Within two days, Hilinki's weight has climbed from 4.6kg to 5kg (10lb to 11lb). She will stay at the clinic for a further three days and receive six meals a day. Nearly all of it will be plumpy'nut — a merging of the words peanut and plump — which can add as much as 1kg (2.2lb) a week to a hungry child's weight.

"It is the only thing in this crisis that has acted quickly," says an MSF nutritional assistant in a reference to the slow response of the international community to appeal after appeal ahead of the current tragedy in Niger.

Near by, Absu, a four-year-old girl whose curly black hair is shot with streaks of blonde — one of the telltale signs of severe malnutrition — sits on a plastic sheet at the feet of her grandmother and also hungrily devours a plate of the apparently magic paste. "She became sick some time ago — since last year we have not had enough to eat," says Abu, her grandmother.

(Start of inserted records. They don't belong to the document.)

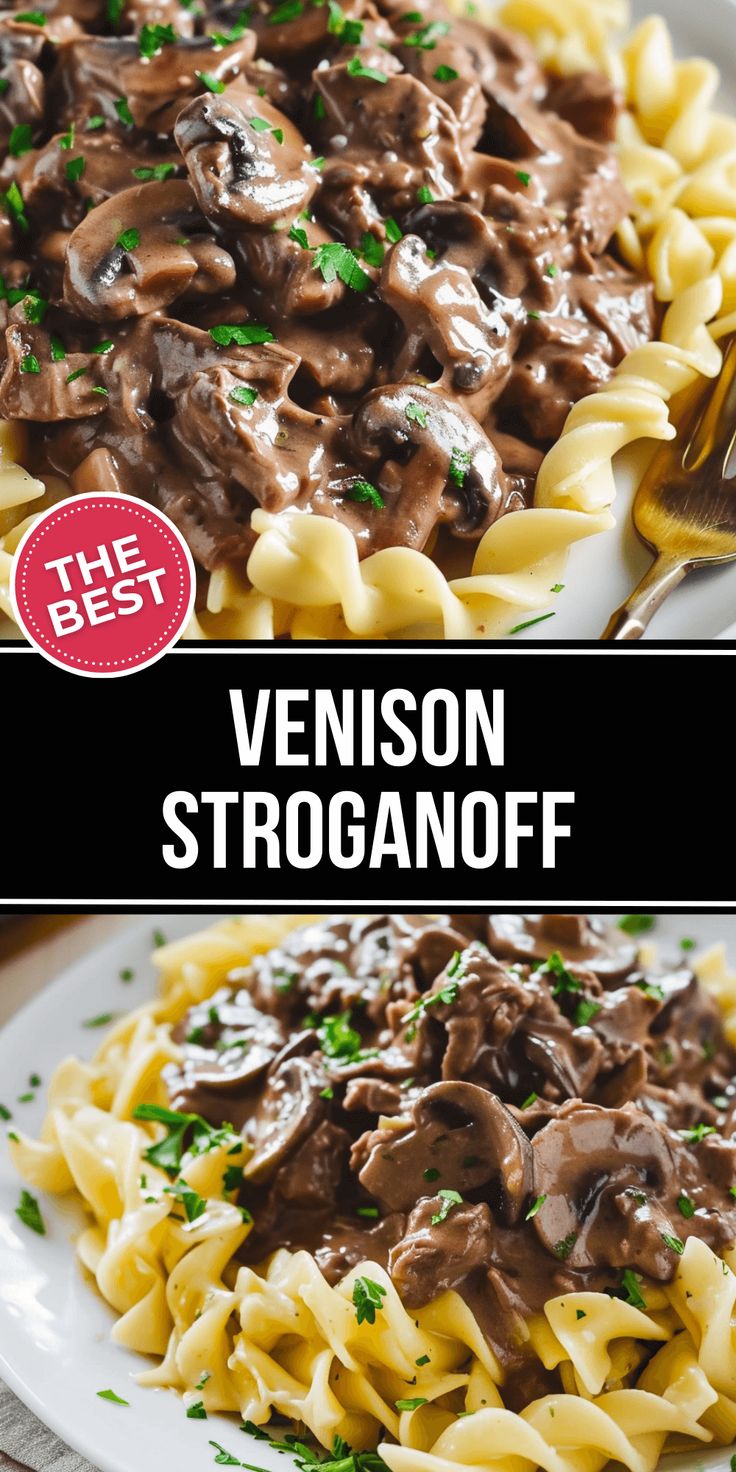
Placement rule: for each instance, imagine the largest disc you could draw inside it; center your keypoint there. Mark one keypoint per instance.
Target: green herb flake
(124, 114)
(565, 1246)
(364, 490)
(355, 68)
(449, 1198)
(211, 83)
(21, 140)
(240, 333)
(30, 1213)
(417, 414)
(636, 925)
(696, 1134)
(367, 1299)
(243, 395)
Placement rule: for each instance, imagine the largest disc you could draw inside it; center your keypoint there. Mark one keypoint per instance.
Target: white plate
(55, 1349)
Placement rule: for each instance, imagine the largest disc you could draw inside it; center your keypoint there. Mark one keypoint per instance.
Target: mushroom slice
(289, 1110)
(462, 1138)
(127, 256)
(601, 1173)
(248, 162)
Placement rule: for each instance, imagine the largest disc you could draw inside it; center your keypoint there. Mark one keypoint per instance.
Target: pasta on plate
(565, 1362)
(302, 574)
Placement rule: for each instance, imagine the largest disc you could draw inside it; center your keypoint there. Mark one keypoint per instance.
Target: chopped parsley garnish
(30, 1213)
(186, 1134)
(535, 1207)
(211, 83)
(242, 333)
(362, 490)
(565, 1246)
(585, 1013)
(367, 1299)
(427, 37)
(128, 239)
(158, 171)
(636, 925)
(373, 250)
(446, 995)
(124, 114)
(449, 1198)
(529, 623)
(153, 37)
(460, 465)
(243, 395)
(417, 414)
(284, 12)
(355, 68)
(334, 259)
(630, 1284)
(564, 979)
(16, 206)
(696, 1134)
(21, 140)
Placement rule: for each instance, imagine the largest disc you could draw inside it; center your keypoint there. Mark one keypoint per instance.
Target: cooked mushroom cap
(128, 255)
(462, 1138)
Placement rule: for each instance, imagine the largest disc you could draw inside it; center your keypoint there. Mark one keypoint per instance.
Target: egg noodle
(281, 1341)
(677, 158)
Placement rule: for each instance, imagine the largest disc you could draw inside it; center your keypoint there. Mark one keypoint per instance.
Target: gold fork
(685, 508)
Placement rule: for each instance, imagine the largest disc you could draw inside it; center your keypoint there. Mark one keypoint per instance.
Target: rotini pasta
(677, 159)
(278, 1340)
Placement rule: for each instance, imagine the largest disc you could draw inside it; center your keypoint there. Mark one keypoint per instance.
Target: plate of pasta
(367, 299)
(408, 1193)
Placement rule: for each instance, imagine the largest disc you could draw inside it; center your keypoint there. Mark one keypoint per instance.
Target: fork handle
(633, 616)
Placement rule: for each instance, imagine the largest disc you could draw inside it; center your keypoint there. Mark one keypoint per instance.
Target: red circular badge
(103, 585)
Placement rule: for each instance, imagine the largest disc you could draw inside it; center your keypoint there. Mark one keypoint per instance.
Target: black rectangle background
(636, 738)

"I have struggled every day to find her food, but nothing works like the stuff they have here." Absu's mother died two years ago giving birth to another child.

Plumpy'nut, devised by a French scientist less than two years ago, is simple to deliver and to administer and has changed the nature of food-relief efforts. It comes in a small foil package, 2in square, and is given to children by their mothers. Once back to normal weight for their age, children need only one sachet a day to remain healthy.

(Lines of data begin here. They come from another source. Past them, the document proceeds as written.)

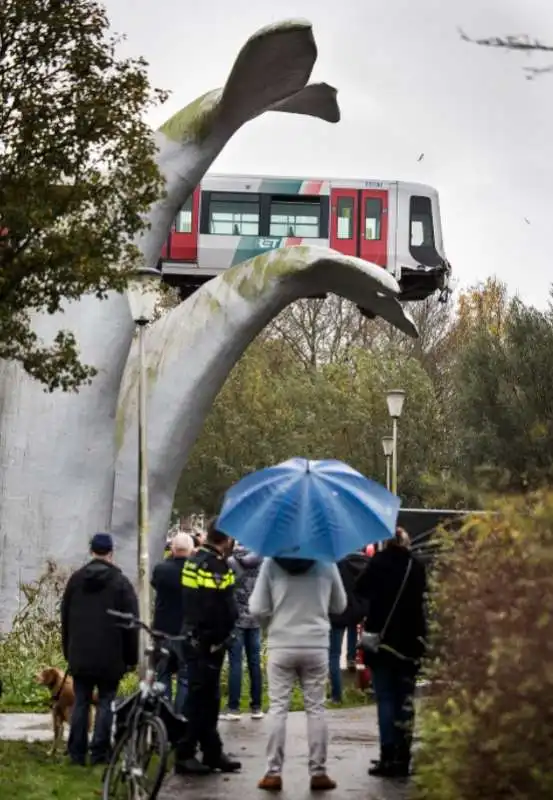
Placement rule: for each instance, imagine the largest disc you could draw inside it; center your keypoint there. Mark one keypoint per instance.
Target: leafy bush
(34, 641)
(487, 726)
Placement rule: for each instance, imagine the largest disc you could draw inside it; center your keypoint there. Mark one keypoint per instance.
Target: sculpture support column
(143, 506)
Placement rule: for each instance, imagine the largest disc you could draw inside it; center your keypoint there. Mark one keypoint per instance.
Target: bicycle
(145, 726)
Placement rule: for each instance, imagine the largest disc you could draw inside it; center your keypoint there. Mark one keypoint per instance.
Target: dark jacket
(93, 645)
(379, 584)
(210, 611)
(351, 568)
(169, 603)
(246, 566)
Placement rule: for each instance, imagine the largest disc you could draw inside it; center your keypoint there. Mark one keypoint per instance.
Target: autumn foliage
(487, 727)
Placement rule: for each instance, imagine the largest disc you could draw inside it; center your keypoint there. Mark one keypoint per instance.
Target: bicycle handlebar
(134, 622)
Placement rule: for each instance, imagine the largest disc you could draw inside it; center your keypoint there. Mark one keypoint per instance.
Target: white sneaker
(230, 716)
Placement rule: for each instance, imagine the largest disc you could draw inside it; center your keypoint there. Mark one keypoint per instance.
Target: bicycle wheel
(118, 783)
(151, 748)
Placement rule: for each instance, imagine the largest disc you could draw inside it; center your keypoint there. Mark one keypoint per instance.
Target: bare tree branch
(520, 43)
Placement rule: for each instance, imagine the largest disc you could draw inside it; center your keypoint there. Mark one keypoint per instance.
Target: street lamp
(395, 399)
(388, 448)
(143, 294)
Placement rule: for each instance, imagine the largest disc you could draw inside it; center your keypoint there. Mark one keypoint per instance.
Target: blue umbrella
(321, 510)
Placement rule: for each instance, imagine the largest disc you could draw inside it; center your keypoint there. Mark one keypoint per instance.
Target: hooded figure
(98, 652)
(294, 597)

Previously, malnourished children were given milk and other vitamin-packed substances in hospital, by drip. It took several weeks for them to regain strength, and all the while they occupied precious space in hastily erected emergency centres. Once they are back home, their only hope of survival would be if their mothers, often weak and hungry themselves, could supplement their breast-feeding with special milk formulas. Those are costly and in areas of poor water supply prone to spreading other diseases, such as diarrhoea — which can kill weak children. Aid workers are unanimous in their approval of the product.

"Normally, in a crisis like this, several children relapse once discharged, but here in Niger the number of returns is very low. This means we are getting something right," says Johanne Sekkenes, the head of MSF in Niger.

Plumpy'nut was first used last year during the crisis in Darfur in western Sudan, but it is in Niger that it has come into its own. The crisis in the vast desert country in West Africa is not a traditional famine. There is plenty of food in the markets, but prices have rocketed because of a poor harvest after years of drought and, last year, the worst locust invasion for 40 years.

"This is a nutritional crisis, " Johanne Sekkenes explains. "Children are suffering from the cumulative effects of poor diets, a lack of health services, and diseases, such as diarrhoea. That is why they are in a far worse state than the adults."

Aid agencies have given warning that if food-relief efforts now under way are not sustained and there is another poor harvest then a catastrophic famine will follow.